Pendant que les chefs religieux de ce temps-là, qui affichaient leur propre justice, abhorraient les péagers, Jésus vint justement auprès de pareils malades d’esprit. Aussi dit-il aux pharisiens qui se plaignaient de ce qu’il était en relations avec des péagers et des pécheurs : “ Ce ne sont pas les gens bien portants qui ont besoin de médecin, mais les malades. Allez donc apprendre le sens de cette parole : C’est la miséricorde que je désire, et non le sacrifice. ” — Mat. 9:12, 13, Jé.
Matthieu, dont le nom signifie “ don de Jah ”, était un de ces péagers. Il semble avoir dirigé la douane au lac de Galilée. Mais Matthieu se distinguait de la plupart des péagers de son temps. Il ne trouvait pas dans la carrière de percepteur d’impôts sa complète satisfaction malgré le gain qu’il pouvait en retirer. Non, il était un de ceux que Jésus louait parce qu’ils étaient conscients de leur pauvreté spirituelle et qu’ils avaient faim et soif de justice. — Mat. 5:3, 6.

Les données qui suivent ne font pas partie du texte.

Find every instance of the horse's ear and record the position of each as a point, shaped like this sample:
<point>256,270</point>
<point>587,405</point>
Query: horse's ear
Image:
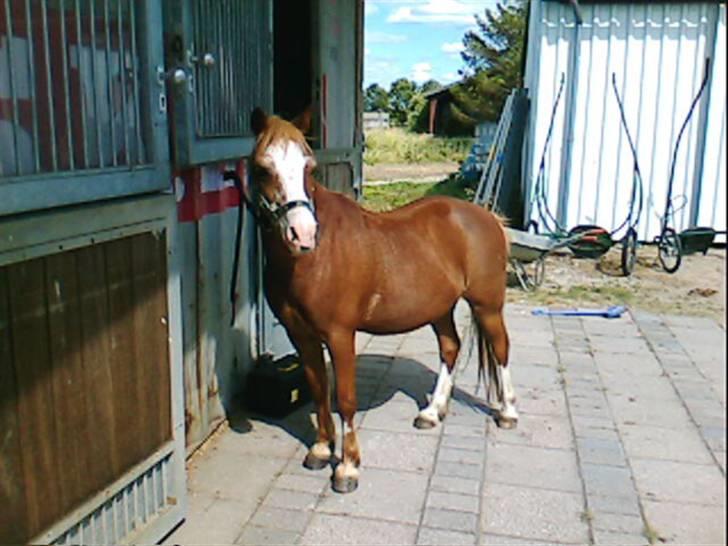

La désignation de “ brebis ” peut vraiment être attribuée à Matthieu, car quand Jésus lui dit : “ Suis-moi ”, il reconnut tout de suite la voix du bon Berger et “ se leva et le suivit ”. (Mat. 9:9.) Oui, Matthieu quitta tout aussi vite son poste de péager que les fils de Zébédée quittèrent les filets de pêcheur de leur père, pour suivre Jésus. Ou selon une autre illustration : Matthieu était comme une perle recouverte de limon. Tous ces religionistes imbus de leur propre justice ne voyaient que le limon du péager méprisé. Mais Dieu voyait la perle, son cœur sincère qui avait seulement besoin de l’eau de la vérité pour la faire briller d’un éclat merveilleux à l’honneur de son Créateur. — Jean 7:24.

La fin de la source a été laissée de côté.